Barilani’s hope is that her military experience will enable other veterans to feel more comfortable working with her than they might a civilian counselor or psychologist.
“I will understand the training the service members have been through, the experience of being deployed, of leaving behind family … the dangers faced, losing friends while deployed, the strain of returning stateside, and the adjustments that come after the deployment,” she said.
She also understands veterans’ hesitations about working with civilian counselors.
“I have spoken to quite a few veterans who feel that going to speak to a civilian counselor is not beneficial, as the veteran spends more time explaining the terminology that they use than they do discussing their problems,” she said. “I thought, and still think, that since I have a military background, with a deployment, that I will be better able to understand the terminology that is used and be better able to concentrate my time on dealing with the issues that need to be dealt with.”
Potential is High
While there is a high demand for veterans to enter the field of psychology, the overall need in the field is also great.
The U.S. Department of Labor reports an anticipated job growth rate of 19% for mental health counselors by the year 2024. That number is well above the average for all job fields.

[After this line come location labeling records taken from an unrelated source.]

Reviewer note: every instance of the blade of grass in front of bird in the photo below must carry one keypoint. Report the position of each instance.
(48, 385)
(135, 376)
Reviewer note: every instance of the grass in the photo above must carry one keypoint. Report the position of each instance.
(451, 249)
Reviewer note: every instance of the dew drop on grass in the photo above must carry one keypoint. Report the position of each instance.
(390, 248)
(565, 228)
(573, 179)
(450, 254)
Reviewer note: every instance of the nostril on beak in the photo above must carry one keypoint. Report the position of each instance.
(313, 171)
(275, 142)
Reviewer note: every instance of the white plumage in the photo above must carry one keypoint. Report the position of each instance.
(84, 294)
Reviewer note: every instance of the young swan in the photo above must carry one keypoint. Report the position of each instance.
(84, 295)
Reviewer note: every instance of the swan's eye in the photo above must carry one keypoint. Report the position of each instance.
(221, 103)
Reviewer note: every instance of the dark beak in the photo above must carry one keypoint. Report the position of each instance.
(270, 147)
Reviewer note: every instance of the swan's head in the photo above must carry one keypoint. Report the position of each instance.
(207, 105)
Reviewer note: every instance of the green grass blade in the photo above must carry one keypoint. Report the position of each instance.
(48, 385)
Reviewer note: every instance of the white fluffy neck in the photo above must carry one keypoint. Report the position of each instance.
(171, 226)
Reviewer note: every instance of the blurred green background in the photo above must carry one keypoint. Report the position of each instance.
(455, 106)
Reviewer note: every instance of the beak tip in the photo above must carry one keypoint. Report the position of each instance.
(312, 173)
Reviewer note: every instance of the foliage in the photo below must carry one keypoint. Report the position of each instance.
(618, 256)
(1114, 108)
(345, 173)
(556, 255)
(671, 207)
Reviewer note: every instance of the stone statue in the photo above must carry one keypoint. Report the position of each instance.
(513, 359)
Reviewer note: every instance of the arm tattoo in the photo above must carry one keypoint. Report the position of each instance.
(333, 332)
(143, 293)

Barilani encourages other veterans to consider careers in psychology.
“I think that having more veterans in the psychology field will be beneficial, as we have a special understanding of each other,” she said.
Her ultimate goal is to help curb the suicide rate that rocked not only her unit, but is being evidenced in the military as a whole.
“There is a high rate of suicide in the United States by veterans, and I want to do what I can to help these men and women win the battle. Although PTSD never really goes away, I can help them get the tools they need to successfully combat it.”